アヤノの弾丸トークに対して興味なさげのタケル。

「どーせテレビでの演出だろ」

そういう彼に対して、

「そんなに言うならライブや録画したサンダースの特番見てみな。見方が変わるから」

そう言ってテレビのスイッチを入れる姉。


画面に映っていたのは、体当たりで体を張るサンダースのメンバーの姿。

スケートボードをやったり、激辛ラーメンに挑戦したり。なんと言っても特番番組のクイズで間違えたりしてもそれなりの良い返し方をしていたことには驚いた。

俺だったら固まってしまうかもしれない。

ライブではファンサもしっかり行っていた。



「さてタケちゃん。判定をどうぞ」

弟は、サンダース悪くないなと呟きながら

「及第点はくれてやる」

と微笑。そんな彼を見て

「素直じゃないな」

なんて言いながらアヤノはカラカラと笑った。




「お前もプレゼンやってみ?」

姉の誘いにタケルは首を横に振る。

「いや、やめとくよ。俺そこまで語彙力ないし」

「ふーん、じゃあ負けを認めるんだな?」

アヤノはニヤニヤしながらこちらに首を向ける。

「そういうことだ。出直してくる」

そう言って彼はアパートを出た。




俺の小説に足りないところ、それは幅広い視野だ。主人公を自分に重ね合わせて、偏った見方しかできない。タケルは、そんな自分を恥じた。彼は自分の小説を読み返しながら、学級委員長的な振り回される主人公の気持ちばかり書いていたことに気がついた。

ならば、こうしよう。



主人公は、生真面目で完璧主義な学級委員長の男の子なんだけど、学級委員長の女子が常識にとらわれず度胸があって、そんな彼女に振り回されながらも成長するストーリーだ。凸凹コンビとはいえ、前までなら主人公に肩入れしていたけれど、今回はヒロインにも見せ場を作ろう。
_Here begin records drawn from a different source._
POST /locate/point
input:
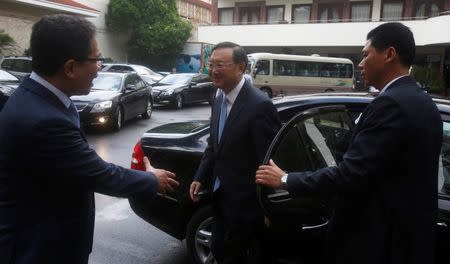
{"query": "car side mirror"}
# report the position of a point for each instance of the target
(131, 87)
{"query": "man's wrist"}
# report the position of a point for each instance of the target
(284, 181)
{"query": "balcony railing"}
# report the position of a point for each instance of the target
(327, 21)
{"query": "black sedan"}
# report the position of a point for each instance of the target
(315, 134)
(183, 88)
(114, 98)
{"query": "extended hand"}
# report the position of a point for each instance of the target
(194, 190)
(269, 175)
(166, 179)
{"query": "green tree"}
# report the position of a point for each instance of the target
(6, 43)
(157, 33)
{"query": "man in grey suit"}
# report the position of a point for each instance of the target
(243, 123)
(385, 188)
(48, 172)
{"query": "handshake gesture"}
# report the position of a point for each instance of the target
(166, 179)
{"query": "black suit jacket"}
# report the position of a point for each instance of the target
(48, 176)
(250, 127)
(386, 185)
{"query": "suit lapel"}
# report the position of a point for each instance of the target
(36, 88)
(237, 107)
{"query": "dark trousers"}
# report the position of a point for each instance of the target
(234, 241)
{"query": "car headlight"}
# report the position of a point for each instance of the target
(101, 107)
(168, 92)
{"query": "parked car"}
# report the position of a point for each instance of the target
(179, 89)
(7, 78)
(315, 134)
(5, 93)
(18, 66)
(114, 98)
(145, 73)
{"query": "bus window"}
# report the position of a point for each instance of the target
(283, 68)
(262, 67)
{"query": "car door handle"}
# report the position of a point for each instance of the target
(279, 197)
(312, 227)
(442, 224)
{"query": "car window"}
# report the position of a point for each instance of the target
(7, 77)
(444, 161)
(316, 142)
(131, 79)
(107, 82)
(21, 65)
(140, 83)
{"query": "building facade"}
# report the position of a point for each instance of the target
(331, 27)
(18, 16)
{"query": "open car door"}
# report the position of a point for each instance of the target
(313, 139)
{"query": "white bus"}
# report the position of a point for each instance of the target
(282, 74)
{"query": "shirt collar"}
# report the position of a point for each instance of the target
(389, 84)
(62, 96)
(232, 95)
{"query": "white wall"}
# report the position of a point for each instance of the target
(426, 32)
(111, 44)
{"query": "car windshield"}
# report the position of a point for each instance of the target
(141, 70)
(176, 79)
(7, 77)
(107, 82)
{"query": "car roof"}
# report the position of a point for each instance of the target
(281, 103)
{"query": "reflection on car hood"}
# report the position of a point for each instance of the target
(163, 87)
(96, 96)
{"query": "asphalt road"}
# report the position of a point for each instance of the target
(120, 236)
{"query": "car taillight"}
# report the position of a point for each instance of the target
(137, 158)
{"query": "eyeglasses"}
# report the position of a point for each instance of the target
(98, 60)
(219, 66)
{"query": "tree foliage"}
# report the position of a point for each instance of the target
(157, 33)
(7, 43)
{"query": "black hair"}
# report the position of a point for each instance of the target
(394, 35)
(239, 54)
(56, 39)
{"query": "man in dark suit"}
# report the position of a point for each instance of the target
(385, 188)
(235, 149)
(48, 172)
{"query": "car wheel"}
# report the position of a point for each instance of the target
(118, 119)
(148, 110)
(179, 101)
(267, 91)
(198, 236)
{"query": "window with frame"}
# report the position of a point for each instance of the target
(301, 13)
(226, 16)
(425, 9)
(283, 68)
(275, 14)
(317, 142)
(361, 11)
(444, 161)
(392, 10)
(262, 67)
(329, 13)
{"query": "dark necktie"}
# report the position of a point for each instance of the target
(74, 113)
(222, 120)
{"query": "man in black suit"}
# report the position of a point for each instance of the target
(235, 149)
(48, 172)
(385, 188)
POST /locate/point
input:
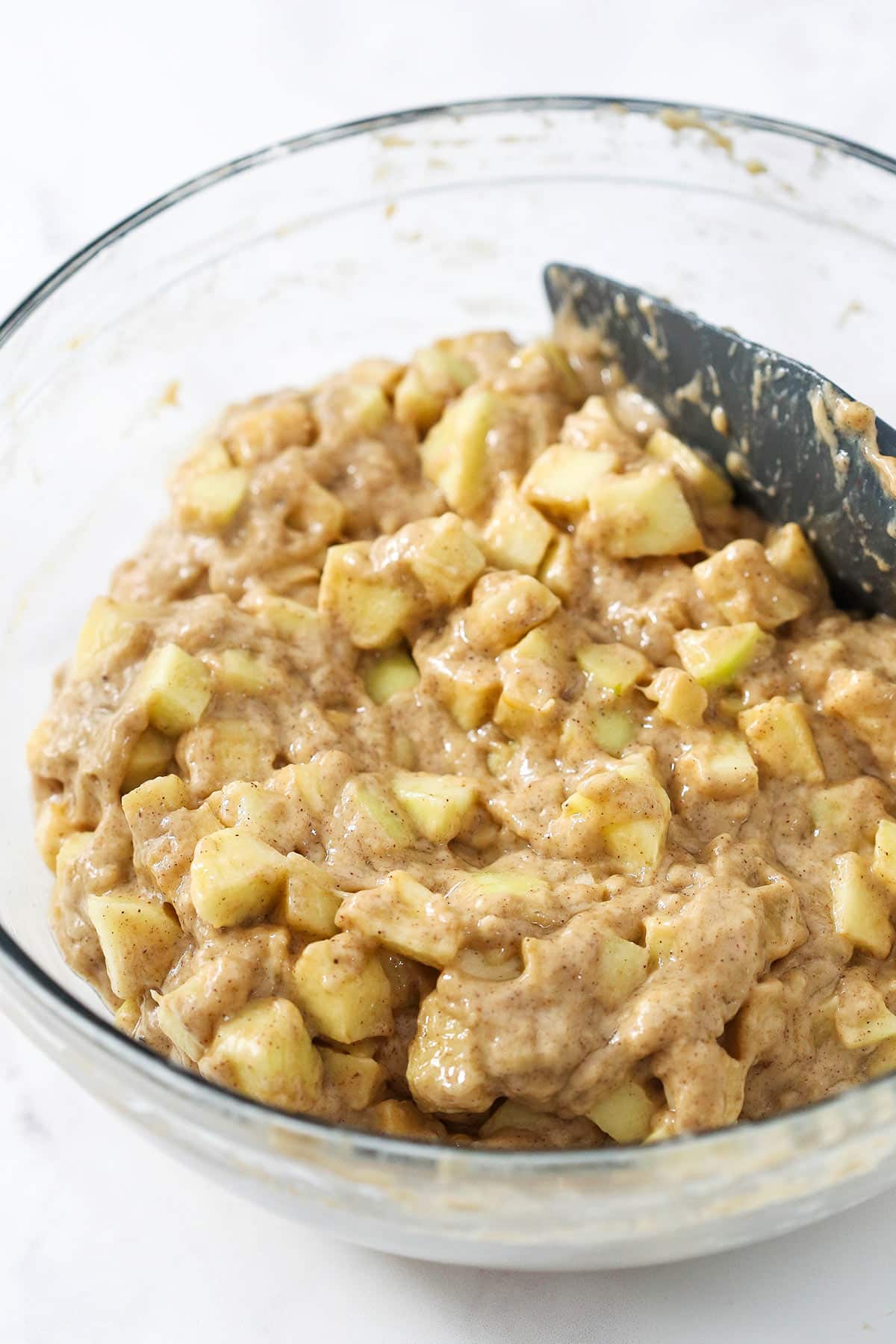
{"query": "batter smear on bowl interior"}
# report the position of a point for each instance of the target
(458, 761)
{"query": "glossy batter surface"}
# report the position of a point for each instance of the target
(458, 761)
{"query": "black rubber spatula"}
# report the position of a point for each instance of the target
(791, 456)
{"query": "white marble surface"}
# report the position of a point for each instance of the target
(102, 105)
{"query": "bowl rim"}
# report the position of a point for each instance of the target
(19, 969)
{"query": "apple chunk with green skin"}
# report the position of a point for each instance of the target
(139, 941)
(629, 812)
(235, 876)
(453, 454)
(312, 901)
(561, 479)
(716, 656)
(265, 1051)
(613, 666)
(884, 861)
(437, 804)
(644, 514)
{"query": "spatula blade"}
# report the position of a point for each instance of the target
(788, 454)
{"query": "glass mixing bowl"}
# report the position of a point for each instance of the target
(374, 238)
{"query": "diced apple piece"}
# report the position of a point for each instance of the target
(791, 555)
(149, 802)
(265, 1051)
(644, 514)
(516, 536)
(406, 917)
(235, 876)
(220, 750)
(432, 380)
(528, 702)
(287, 619)
(561, 479)
(620, 967)
(319, 512)
(208, 503)
(613, 666)
(390, 672)
(467, 688)
(374, 609)
(709, 484)
(54, 826)
(842, 815)
(438, 804)
(415, 402)
(722, 768)
(454, 456)
(210, 456)
(402, 1120)
(859, 910)
(108, 627)
(511, 1115)
(242, 672)
(363, 407)
(149, 757)
(884, 862)
(867, 702)
(314, 784)
(166, 855)
(368, 807)
(679, 696)
(544, 368)
(780, 737)
(716, 656)
(70, 849)
(558, 570)
(660, 938)
(139, 941)
(442, 557)
(626, 1113)
(630, 814)
(546, 644)
(505, 893)
(612, 728)
(312, 902)
(267, 425)
(343, 989)
(744, 586)
(504, 608)
(862, 1016)
(262, 811)
(128, 1015)
(175, 688)
(354, 1081)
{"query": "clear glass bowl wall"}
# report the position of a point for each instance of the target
(281, 267)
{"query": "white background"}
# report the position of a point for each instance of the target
(102, 105)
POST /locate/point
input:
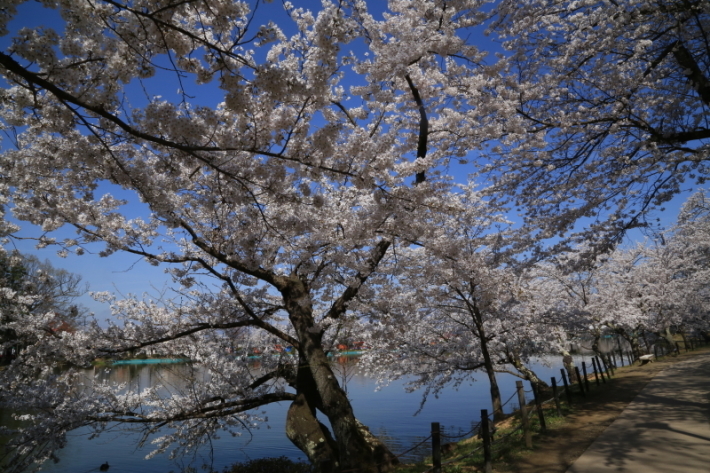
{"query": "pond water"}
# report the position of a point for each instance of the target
(388, 412)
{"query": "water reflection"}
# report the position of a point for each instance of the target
(388, 412)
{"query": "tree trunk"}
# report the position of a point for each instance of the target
(488, 364)
(527, 373)
(568, 363)
(310, 436)
(354, 448)
(669, 338)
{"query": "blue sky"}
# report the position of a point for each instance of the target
(127, 274)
すべてのキャラクターに愛を注いでいる時間は、彼にとって時間を忘れるほど没頭できるものだった。




1週間後。

「えー、また違うストーリー読むのー?前のを直してきてって言ったじゃん」

天野は嫌そうな顔でこちらを見る。

「今回は全てのキャラに愛情を注いだので、騙されたと思って見ていただけると嬉しいです」

タケルのその返しに、天野はため息をつきながら

「今回だけだよ」

とノートを手に取った。




「うん、悪くない。今までで1番いい出来なんじゃないかな」

天野のその一言で、彼ははじめて姉に感謝をした。いや、姉ではなくサンダースに感謝をするべきなのだろうか?ただ、1つ分かることがある。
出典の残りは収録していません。